Hal ini karena pelaksanaan perayaan pesta kematian bagi Suku Toraja merupakan suatu hal yang sudah seharusnya dilakukan walaupun sedang berada di perantauan. Asalkan pelaksanaan perayaan pesta kematiannya sudah atas seizin pemerintah daerah setempat.

“Harus ada izin dari pemerintah dalam pelaksanaannya, karena negara ini di bawah pimpinan pemerintah,” jelasnya, seperti diberitakan Radar Tarakan (Jawa Pos Group).

Setelah seluruh kegiatan selama disemayamkan jenazah di rumah duka, tibalah waktunya untuk melakukan pengantaran jenazah ke tempat peristirahatan terakhir.

Sekali lagi, pada kegiatan pesta pemakaman suku Toraja, pengantaran jenazah menuju pemakaman dilakukan oleh banyak orang yang dilakukan seperti konvoi di jalan-jalan.

Mulai dari kendaraan roda 2 hingga roda 4 pasti akan memadati jalanan hingga tiba di lokasi pemakaman.

Ada lagi yang unik pada pelaksanaan pemakaman suku Toraja diperantauan, yaitu mengangkat peti jenazah yang diiringi dengan dendangan ritual dan loncat-loncatan dari para pengangkat peti.
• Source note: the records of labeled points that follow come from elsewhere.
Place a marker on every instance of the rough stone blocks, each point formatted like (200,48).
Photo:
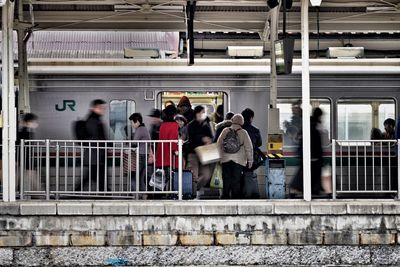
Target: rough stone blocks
(196,239)
(15,239)
(95,238)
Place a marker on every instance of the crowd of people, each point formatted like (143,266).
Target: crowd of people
(235,136)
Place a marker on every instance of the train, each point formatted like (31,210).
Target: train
(355,95)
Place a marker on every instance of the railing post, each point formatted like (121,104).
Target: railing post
(333,169)
(58,170)
(47,169)
(180,166)
(22,169)
(398,169)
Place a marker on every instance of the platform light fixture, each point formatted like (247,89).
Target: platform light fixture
(316,2)
(272,3)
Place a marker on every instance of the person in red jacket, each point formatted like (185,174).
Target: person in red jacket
(166,152)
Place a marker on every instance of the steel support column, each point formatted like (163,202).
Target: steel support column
(273,77)
(8,102)
(23,81)
(306,100)
(190,10)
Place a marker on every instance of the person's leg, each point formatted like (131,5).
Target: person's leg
(194,167)
(236,176)
(204,175)
(226,178)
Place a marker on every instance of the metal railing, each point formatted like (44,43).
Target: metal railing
(365,166)
(121,169)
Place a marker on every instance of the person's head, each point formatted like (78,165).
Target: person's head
(136,120)
(184,104)
(219,113)
(200,113)
(317,115)
(155,116)
(181,120)
(248,115)
(376,134)
(389,125)
(238,119)
(169,102)
(229,115)
(169,113)
(98,106)
(296,107)
(29,120)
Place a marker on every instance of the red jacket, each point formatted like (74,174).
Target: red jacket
(165,151)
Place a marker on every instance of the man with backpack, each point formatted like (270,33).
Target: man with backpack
(236,154)
(93,129)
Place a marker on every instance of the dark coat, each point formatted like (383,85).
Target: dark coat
(254,134)
(196,131)
(95,131)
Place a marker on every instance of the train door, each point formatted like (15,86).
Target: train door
(210,100)
(120,110)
Hal ini disebut dengan ma’semba’.

Ma’semba’ dilakukan juga sebagai penghiburan bagi para keluarga yang berduka agar tidak larut dalam kesedihan.

Sesampainya di penguburan, Suku Toraja di perantauan mengantarkan jenazah menuju patane atau rumah peristirahatan terakhir.
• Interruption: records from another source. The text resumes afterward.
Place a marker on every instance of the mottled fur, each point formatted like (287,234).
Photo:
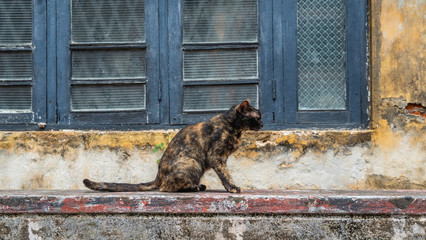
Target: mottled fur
(195,149)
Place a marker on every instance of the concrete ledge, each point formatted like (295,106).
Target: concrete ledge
(388,202)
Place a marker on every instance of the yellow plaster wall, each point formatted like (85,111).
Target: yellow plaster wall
(390,155)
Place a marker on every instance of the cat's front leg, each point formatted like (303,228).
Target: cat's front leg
(223,173)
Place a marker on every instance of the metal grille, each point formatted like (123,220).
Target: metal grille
(220,64)
(15,22)
(15,66)
(321,54)
(217,98)
(15,98)
(108,21)
(118,64)
(108,97)
(219,21)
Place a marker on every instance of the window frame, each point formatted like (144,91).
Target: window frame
(277,66)
(37,114)
(356,113)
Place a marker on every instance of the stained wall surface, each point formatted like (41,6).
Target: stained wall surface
(388,155)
Pembangunan patane dilakukan untuk menghemat biaya dan untuk menghemat tenaga bagi para keluarga Suku Toraja yang berada di perantauan.

“Selain itu, patane juga hemat dalam penggunaan tanah. Karena jenazah dikumpul menjadi satu di dalam suatu bangunan,” pungkas Ruben Ruba’. (nri)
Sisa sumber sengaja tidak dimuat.